January 9, 2013 by K. L. Wightman
Dear Blogging Community,
I’ve decided to write this blog as I write my journal entries. You are now reading the typed-up version of what I wrote in my same journal with my same pen at my favorite time of day in my favorite spot.
Already I’m noticing a change in my tone and vocabulary. I usually direct my journal entries to the audience of a future generation, which leads me to describing places, objects, current events, and slang that my audience may not understand. But today my audience is you, the present-day blog reader with a curiosity for social media and a passion for the writing craft.
This exercise was frequent in my graduate school courses. We were instructed to pick someone in the classroom and address the classmate’s name at the top of our page. For the next 15 minutes, we were then to write a fictional scene as if our addressed classmate was our only audience member. My diction and syntax changed dramatically from classmate to classmate depending on how comfortable my narrating character or I was in expressing the story.
As I mentioned in my previous blog post, the journal has an audience, whether or not the audience receives the story. That is because the writer is always directing the story towards someone, thinking on how to craft the story to capture and retain the audience’s attention (and adoration).
This is why journaling is commonly found in published stories. Journaling in stories has as much impact on the writing style as it does on character development and the progression of the narration.
Journaling in Stories Makes the Narrating Character Aware of the Audience
Can you identify the specific audience for your work-in-progress? Perhaps this is why you might be struggling with your writing. Not having a specific target to aim your arrow at gives too much unnecessary freedom to go all over the place. Keep yourself and your narrating character focused on one target audience. Is the target audience inside or outside the story? How does the narrating character speak now? Does the narrating character need to impress the audience or need to be formal?
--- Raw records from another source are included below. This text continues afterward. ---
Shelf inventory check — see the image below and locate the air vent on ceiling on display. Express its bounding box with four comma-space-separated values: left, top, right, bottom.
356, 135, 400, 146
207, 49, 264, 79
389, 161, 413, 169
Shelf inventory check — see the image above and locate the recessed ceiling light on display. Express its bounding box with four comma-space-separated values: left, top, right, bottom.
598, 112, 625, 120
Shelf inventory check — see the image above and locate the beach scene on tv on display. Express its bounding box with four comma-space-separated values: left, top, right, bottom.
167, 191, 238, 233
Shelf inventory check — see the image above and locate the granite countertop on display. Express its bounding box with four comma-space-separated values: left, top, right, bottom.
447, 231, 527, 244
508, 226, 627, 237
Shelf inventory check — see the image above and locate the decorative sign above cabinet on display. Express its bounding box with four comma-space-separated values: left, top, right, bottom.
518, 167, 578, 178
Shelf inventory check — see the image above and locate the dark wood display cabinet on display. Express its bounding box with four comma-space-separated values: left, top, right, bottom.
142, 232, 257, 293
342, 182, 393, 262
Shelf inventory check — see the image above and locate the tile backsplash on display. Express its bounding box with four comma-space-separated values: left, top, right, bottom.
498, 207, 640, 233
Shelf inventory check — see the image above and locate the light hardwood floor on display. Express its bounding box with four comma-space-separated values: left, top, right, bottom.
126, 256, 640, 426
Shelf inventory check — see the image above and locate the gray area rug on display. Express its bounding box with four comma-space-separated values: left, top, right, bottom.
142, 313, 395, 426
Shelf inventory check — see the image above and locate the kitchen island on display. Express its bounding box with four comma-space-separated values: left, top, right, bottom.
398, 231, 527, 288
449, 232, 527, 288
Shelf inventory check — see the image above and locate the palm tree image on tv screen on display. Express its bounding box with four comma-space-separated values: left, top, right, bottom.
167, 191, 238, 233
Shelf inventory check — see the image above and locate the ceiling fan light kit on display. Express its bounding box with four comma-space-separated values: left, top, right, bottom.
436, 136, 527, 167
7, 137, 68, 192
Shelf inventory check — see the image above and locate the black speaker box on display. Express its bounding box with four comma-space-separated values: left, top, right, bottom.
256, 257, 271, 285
Journaling in Stories Keeps the Narrating Character Honest
Just like in real life, journaling for an audience doesn’t mean the audience will read it. The narrating character knows this, so the narrating character starts speaking words or thoughts they’d like to express to this audience but may not have the courage to do so outside of this medium. But even if it is eventually read, the narrating character wants the audience on their side, so the narrating character will try to be as persuasive as possible in getting the reader’s sympathy. The narrating character may be unreliable but is still conveying their perceived version of reality as powerfully as possible.
Applying the lessons from journaling into your own story doesn’t necessarily mean altering your story into a journal format. Although the style of journaling in stories is enjoyable to read, the success of the journal style can still be applied to traditional stylistic methods. Just write “Dear [audience name],” at the top of each draft to remind yourself and your narrating character of the following:
- Who is receiving this story?
- What parts of the story are they to receive?
- When are they receiving this story?
- Where are they receiving this story?
- Why are they receiving this story?
- How are they receiving this story?